Executive headteachers are able to vote more than once using a loophole in the headteacher board elections, Schools Week has discovered.
And if they’re standing, they are potentially able to cast multiple votes for themselves, plunging the fairness of the whole system into doubt.
The elections opened this month, to elect panels which will then advise commissioners on the opening, transfer and closure of other academies.
There have been concerns throughout the process hanging over their transparency, the lack of consistency in who is eligible to stand, and the short voting timeframe.
But Schools Week has now learned that executive heads who oversee more than one school are able to vote several times.

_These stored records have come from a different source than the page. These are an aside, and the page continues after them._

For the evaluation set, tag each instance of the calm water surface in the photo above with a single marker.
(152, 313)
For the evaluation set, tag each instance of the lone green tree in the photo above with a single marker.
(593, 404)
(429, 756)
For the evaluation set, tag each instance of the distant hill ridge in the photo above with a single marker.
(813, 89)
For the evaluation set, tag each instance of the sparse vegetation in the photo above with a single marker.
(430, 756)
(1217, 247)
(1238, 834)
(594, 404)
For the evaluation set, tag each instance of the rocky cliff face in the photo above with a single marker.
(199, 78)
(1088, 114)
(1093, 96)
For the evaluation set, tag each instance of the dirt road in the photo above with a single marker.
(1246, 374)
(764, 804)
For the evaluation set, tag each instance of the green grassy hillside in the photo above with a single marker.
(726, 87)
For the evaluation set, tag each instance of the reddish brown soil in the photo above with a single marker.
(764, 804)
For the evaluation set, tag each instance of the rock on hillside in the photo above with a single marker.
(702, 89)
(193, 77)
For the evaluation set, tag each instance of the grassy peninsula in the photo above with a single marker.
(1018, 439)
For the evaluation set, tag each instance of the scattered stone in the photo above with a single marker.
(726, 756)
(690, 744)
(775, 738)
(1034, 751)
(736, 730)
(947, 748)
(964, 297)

The Department for Education sent emails to every academy this month which included a unique code allowing people to cast their vote on the election site, addressed to the “headteacher or executive headteacher”.
However, sources familiar with the system have realised that where an executive headteacher is the point of contact for every academy in a particular trust, they “could be returning a vote on any number of schools” – and potentially voting for themselves many times.
John Fowler, a policy manager at the Local Government Information Unit, described the set-up as “crazy”, and said it showed the DfE was making up “how to do the elections as it goes along”.
A letter sent to senior academy leaders urging them to vote, told them to “check your academy’s email inbox for your voting pack and unique code”. This code “will authenticate your visit to the secure voting site”, but the system has no way to tell whether the same person is voting more than once.
The rules do not explicitly bar a person from voting in this way as votes are attached to academies rather than individuals.
The DfE said it was up to heads and senior leaders to “decide who should cast the vote”.
“These are not the standards to expect for an election,” said Fowler. “You have billions being spent [on the academy system], controlled by a fantasy franchise and electorate, and no approval by Parliament.”
Schools Week also understand turnout in elections has been worryingly low so far.
The headteacher board elections had been facing problems before the loophole was exposed, including delays to their timeframe, and the fact that few candidates were standing in some areas.
The DfE was forced to confirm last week that while anyone with “executive headteacher” or “headteacher” in their job title could vote, CEOs who do not hold one of these titles were ineligible.
However, a source pointed out that “CEO” and “executive headteacher” are often interchangeable terms at many small trusts, and some CEOs have been arbitrarily barred from voting according to how they are listed in the government’s database.
Despite this, although CEOs cannot vote, they can still stand as candidates – around half the candidates have CEO in their title.
Paul Whiteman, the general secretary of the National Association of Head Teachers, wants the DfE to review the CEOs voting issue, as “leadership roles are changing rapidly” and there is often significant overlap between the roles.
But Stuart Lock, the principal of Bedford Free School, said the policy for CEOs not to vote was a “sensible” attempt to ensure every school was allocated just one vote each.
“If CEOs were also allowed to vote, a trust with just two schools could get three votes for two headteachers and a CEO.”
But he added: “I am manifestly not in favour of CEOs or executive heads being able to vote multiple times.”
The election is being run this year by UK Engage, an electoral services company. Electoral Reform Services ran the previous election held three years ago, and bid unsuccessfully for the contract this year.
Voting closes on September 22, and results are expected before the autumn half-term.